Does housing really matter?

For you that is not even open to question. Now there is no doubting our new prime minister’s affirmative answer to that, too. Housing ranked right up there alongside education, employment and health in the third paragraph of a directional pre-Queen’s speech.

Three million homes by 2020. A new generation of new towns based around eco-homes and sustainable living, like Northstowe, featured on page 28 of this issue. A bigger role in housing delivery for local authorities. Not since the heady days of the post-War housebuilding programme have you heard such numbers or such pledges. Many working in the industry have never had it so good, on paper at least.

The prime minister deserves praise for his aspiration to deliver more housing and to ensure that those homes are affordable to all and offer occupier benefits such as environmental quality. It is an approach that borrows from the past both in its practicalities in seeking to re-apply the New Towns Act and its ideology in the echoes of old Labour’s more paternalistic socialism.

Not since the post-War housebuilding programme have you heard such numbers or such pledges

But not all the ideas from the past have been good. The post-War programmes that produced large numbers of housing did so by building some high-quality developments. But they also produced Solihull’s Chelmsley Wood and Dundee’s Ardler estate. Both of these have featured in the pages of this magazine, along with countless other post-War schemes now undergoing radical regeneration. Such schemes hit the government’s housing target and solved a short-term housing need. They were created with the best of intentions, but ultimately they failed.

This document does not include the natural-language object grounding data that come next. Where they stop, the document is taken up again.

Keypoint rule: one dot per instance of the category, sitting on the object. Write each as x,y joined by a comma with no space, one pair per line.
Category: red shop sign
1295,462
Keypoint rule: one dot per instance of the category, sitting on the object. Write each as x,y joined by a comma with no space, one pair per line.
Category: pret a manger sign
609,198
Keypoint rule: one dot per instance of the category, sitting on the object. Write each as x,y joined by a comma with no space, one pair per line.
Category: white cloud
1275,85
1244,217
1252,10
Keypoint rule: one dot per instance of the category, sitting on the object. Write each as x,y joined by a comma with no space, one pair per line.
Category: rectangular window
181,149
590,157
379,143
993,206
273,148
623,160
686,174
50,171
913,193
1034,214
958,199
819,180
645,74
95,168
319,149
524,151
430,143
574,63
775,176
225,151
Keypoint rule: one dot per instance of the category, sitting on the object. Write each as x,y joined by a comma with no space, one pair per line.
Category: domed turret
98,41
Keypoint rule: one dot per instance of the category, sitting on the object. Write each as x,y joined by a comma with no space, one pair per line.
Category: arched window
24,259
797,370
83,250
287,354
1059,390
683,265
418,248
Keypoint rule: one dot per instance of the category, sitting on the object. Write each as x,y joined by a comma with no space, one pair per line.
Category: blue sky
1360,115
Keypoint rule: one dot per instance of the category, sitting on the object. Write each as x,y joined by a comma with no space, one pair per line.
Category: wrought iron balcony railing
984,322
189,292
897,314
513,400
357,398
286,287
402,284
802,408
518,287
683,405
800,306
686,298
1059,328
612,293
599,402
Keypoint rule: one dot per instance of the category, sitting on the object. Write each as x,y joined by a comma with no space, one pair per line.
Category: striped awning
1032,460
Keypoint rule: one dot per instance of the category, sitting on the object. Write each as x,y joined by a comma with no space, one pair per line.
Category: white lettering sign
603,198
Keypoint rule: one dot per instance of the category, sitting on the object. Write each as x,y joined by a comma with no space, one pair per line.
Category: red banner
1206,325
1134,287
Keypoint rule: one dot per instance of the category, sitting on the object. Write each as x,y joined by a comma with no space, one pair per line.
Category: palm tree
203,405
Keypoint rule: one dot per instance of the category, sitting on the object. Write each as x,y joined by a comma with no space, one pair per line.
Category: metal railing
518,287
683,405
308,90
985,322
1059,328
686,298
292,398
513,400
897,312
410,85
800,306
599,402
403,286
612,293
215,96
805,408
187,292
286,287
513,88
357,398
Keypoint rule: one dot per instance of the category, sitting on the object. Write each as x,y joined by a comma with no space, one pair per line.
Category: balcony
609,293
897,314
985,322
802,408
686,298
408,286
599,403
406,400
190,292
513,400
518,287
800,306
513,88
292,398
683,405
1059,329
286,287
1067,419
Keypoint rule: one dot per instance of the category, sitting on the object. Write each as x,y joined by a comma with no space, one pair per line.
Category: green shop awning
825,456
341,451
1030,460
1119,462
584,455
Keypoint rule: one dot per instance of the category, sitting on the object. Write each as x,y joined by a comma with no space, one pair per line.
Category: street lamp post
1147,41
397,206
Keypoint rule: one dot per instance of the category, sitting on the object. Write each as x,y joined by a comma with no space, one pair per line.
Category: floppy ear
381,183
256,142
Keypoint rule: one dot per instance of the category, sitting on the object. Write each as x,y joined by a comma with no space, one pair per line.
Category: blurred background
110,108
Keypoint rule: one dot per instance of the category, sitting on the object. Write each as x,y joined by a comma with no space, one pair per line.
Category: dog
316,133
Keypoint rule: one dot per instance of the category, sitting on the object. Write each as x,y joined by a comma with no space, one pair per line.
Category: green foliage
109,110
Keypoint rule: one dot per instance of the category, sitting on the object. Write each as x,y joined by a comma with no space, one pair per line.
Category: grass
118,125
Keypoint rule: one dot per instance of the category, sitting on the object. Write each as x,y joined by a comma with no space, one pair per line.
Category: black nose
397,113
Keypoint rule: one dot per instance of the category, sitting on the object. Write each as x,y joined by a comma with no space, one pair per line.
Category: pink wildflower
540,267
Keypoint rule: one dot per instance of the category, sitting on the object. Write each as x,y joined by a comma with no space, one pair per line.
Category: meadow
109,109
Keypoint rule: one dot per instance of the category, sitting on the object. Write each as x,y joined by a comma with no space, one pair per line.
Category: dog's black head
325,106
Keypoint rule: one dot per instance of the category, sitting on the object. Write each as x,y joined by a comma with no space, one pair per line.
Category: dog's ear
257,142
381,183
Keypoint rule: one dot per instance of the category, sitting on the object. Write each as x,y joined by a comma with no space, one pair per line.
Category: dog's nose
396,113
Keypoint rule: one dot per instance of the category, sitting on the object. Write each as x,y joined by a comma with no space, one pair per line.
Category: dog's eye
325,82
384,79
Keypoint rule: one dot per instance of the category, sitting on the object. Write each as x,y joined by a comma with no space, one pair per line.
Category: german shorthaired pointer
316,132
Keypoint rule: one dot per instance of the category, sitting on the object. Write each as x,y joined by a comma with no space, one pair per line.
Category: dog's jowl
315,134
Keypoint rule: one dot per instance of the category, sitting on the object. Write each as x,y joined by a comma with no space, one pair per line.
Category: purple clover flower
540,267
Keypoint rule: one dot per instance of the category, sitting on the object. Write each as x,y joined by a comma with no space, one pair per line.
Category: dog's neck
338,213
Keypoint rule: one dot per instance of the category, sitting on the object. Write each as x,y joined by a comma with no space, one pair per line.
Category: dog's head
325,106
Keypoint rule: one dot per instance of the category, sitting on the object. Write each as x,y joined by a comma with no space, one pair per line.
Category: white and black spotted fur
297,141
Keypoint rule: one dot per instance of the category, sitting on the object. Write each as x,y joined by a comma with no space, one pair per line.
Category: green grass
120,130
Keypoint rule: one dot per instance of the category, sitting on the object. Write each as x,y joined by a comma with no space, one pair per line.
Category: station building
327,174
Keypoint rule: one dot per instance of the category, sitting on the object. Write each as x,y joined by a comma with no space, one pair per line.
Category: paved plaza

Delivering on Brown’s good intentions will be a difficult task in a planning system burdened by change. Already the environmental target to make all new homes zero carbon by 2016 looks full of potential hazards, as our article on page 22 shows. There are many ways in which this could all go horribly wrong. As the news analysis in this issue (page 6) concludes, numbers and quality must go hand in hand. More housing is desperately needed, but not at any cost.